3112 — Alternative Methods of Identifying Mental Health Disorders and their Impact on Mortality Following Acute Myocardial Infarction.
Abrams TE (University of Iowa), Sarrazin M
(CRIISP, VAMC, Iowa City, IA), Rosenthal GE
(University of Iowa)
Prior work on the associations between mental health (MH) disorders and outcomes after acute myocardial infarction (AMI) has yielded conflicting results. Thus, we sought to measure associations between MH disorders and AMI mortality, and to determine if associations were influenced by the method of identifying MH disorders.
The sample included 24,879 consecutive VHA hospitalizations in 2005-06 with a principle diagnosis of AMI (ICD-9 code 410), identified from the Patient Treatment File. MH disorders, including depression, anxiety, bipolar disorder, schizophrenia, and PTSD, were identified using ICD-9 codes from: 1) the index hospitalization, or 2) outpatient encounters in the prior 12 months. The primary outcome, 30-day mortality, was determined from the VA Vital Status File. Severity of illness was measured using admission values of 8 common laboratory tests from Decision Support System files. Generalized estimating equations (GEE) were used to adjust mortality for socio-demographics, medical comorbidities, laboratory severity, and cardiac injury (assessed by troponin levels).

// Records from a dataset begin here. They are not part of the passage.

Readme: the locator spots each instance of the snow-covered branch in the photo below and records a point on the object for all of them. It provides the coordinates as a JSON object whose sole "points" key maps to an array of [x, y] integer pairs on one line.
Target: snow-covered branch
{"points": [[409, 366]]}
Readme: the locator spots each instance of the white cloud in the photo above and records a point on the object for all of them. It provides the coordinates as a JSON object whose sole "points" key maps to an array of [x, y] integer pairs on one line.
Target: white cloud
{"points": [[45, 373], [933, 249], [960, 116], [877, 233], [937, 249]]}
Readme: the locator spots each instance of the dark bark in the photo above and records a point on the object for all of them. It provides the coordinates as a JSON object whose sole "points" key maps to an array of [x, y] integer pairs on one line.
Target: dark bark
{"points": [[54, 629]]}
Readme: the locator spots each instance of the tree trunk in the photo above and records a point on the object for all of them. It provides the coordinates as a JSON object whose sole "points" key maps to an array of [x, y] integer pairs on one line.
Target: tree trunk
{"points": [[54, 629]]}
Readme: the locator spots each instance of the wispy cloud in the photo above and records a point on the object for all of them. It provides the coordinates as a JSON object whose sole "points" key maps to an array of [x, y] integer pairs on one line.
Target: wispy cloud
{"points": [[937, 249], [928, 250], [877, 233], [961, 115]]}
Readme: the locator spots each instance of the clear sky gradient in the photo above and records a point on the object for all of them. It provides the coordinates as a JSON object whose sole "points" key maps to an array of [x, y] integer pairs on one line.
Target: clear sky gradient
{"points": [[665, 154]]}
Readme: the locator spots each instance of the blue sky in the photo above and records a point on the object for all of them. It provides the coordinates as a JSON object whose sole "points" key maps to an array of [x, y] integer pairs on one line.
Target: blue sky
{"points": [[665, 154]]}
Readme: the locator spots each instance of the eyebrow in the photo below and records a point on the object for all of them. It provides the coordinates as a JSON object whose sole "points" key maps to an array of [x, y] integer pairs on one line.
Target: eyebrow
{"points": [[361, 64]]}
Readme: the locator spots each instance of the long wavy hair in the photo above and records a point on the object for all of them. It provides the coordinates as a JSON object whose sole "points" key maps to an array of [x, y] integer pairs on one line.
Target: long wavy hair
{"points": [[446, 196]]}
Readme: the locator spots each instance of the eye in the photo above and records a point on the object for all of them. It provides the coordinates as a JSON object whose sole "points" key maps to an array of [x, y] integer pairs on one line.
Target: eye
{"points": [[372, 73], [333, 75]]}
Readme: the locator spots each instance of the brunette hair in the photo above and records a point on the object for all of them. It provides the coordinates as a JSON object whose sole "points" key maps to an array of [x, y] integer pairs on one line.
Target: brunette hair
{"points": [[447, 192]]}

MH disorders were identified in 2,503 (10%) patients from inpatient diagnoses and 4,523 (18%) patients from prior outpatient diagnoses. Patients with MH disorders were younger (mean ages, 62 vs. 68 years and 65 vs. 68 years for inpatient and outpatient codes, [p < .001 for each]). Unadjusted mortality was higher in patients with outpatient MH codes (12.4% vs. 11.0%; p=.01), but was lower in patients with inpatient codes (6.5% vs. 11.8%; p < .001). In GEE analyses, adjusted odds of death were higher for veterans with a MH outpatient codes (OR=1.46; 95% CI, 1.33-1.60), but were similar for veterans with inpatient codes (OR=0.87; 95% CI, 0.72-1.06).
Risk-adjusted mortality was higher for patients with prior MH outpatient codes, but not with MH inpatient codes. Thus, associations between comorbid MH disorders and AMI mortality are complex and differ depending on the method of identifying MH disorders.
The differences in associations suggest that the two methods capture unique constructs of MH disorders. Furthermore, studies using claims data should consider using multiple approaches for identifying MH disorders. Lastly, the higher mortality of patients with prior MH outpatient codes indicate greater unmeasured severity or variations in health care delivery of care that may merit further examination.